1) Legacy 'network' SysV script enabled, NM is not enabled:

'foo' is started after the network init script finishes; a proper IP exists.

2) NM is enabled, legacy 'network' SysV script is not enabled:

'foo' is started after NM finishes starting, but before IP configuration finishes. This is the previously mentioned NetworkManager behavior (it's not synchronous by default)

3) NM is enabled, legacy 'network' SysV script is also enabled:

Same as case #2 (as legacy network script is merely calling NM to do the work.)

4) NM is enabled, and the addtional 'NetworkManager-wait-online.service' is also enabled:

'foo' is started after NM has configured an address on the device.

Everything seems to be working in accordance with comment #9. I can understand the argument about making NetworkManager synchronous instead of asynchronous, but that would be a change in behavior from prior releases. However, from everything I can see here, the issues that are being encountered would also show on Fedora 14 in situations where DHCP took excessively long.

Comment 22 Tom Lane 2011-05-10 19:00:17 UTC
OK, I tried "systemctl enable NetworkManager-wait-online.service" and that did indeed resolve the failures I was seeing.  I think that should be made the default.  The argument that "it's a change in behavior" seems pretty specious: systemd is creating a far larger change in behavior, such that configurations that used to work perfectly reliably will now have race conditions (and usually fail) if NM starts asynchronously.

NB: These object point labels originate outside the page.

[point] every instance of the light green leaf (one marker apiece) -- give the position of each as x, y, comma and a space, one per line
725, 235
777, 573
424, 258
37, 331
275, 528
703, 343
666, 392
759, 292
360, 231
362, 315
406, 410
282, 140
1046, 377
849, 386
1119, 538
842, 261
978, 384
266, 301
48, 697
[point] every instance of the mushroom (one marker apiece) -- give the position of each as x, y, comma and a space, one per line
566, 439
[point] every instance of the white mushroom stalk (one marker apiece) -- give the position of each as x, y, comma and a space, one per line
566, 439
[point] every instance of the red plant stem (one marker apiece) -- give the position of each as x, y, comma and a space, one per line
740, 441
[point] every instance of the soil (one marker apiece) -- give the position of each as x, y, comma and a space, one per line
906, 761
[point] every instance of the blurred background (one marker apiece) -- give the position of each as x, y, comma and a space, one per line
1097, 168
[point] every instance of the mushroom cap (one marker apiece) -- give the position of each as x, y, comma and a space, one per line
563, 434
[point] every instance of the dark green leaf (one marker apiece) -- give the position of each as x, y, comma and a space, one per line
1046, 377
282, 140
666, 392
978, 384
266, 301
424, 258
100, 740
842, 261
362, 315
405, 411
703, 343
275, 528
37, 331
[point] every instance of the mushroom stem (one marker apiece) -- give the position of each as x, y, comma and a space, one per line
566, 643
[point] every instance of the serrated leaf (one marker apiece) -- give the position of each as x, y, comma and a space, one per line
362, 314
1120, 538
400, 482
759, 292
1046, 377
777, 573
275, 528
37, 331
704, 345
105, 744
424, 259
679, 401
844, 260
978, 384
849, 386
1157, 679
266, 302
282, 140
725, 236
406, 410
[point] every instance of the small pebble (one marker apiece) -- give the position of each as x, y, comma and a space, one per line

Comment 23 Michał Piotrowski 2011-05-10 19:19:47 UTC
(In reply to comment #22)
> OK, I tried "systemctl enable NetworkManager-wait-online.service" and that did
> indeed resolve the failures I was seeing.  I think that should be made the
> default.  The argument that "it's a change in behavior" seems pretty specious:
> systemd is creating a far larger change in behavior, such that configurations
> that used to work perfectly reliably will now have race conditions (and usually
> fail) if NM starts asynchronously.

Use cases of NetworkManager-wait-online.service should be documented somewhere.

Comment 24 Bill Nottingham 2011-05-10 19:21:00 UTC
The race was already there ... it's just more likely to happen with parallel-ized services.

Comment 25 Fedora Update System 2011-05-11 03:08:47 UTC
postgresql-9.0.4-2.fc15 has been submitted as an update for Fedora 15.
https://admin.fedoraproject.org/updates/postgresql-9.0.4-2.fc15

Comment 26 Fedora Update System 2011-05-11 05:48:48 UTC
Package postgresql-9.0.4-2.fc15:
* should fix your issue,
* was pushed to the Fedora 15 testing repository,
* should be available at your local mirror within two days.
Update it with:
# su -c 'yum update --enablerepo=updates-testing postgresql-9.0.4-2.fc15'
as soon as you are able to.
Please go to the following url:
https://admin.fedoraproject.org/updates/postgresql-9.0.4-2.fc15
then log in and leave karma (feedback).

Comment 27 Fedora Update System 2011-05-19 05:11:35 UTC
postgresql-9.0.4-2.fc15 has been pushed to the Fedora 15 stable repository.  If problems still persist, please make note of it in this bug report.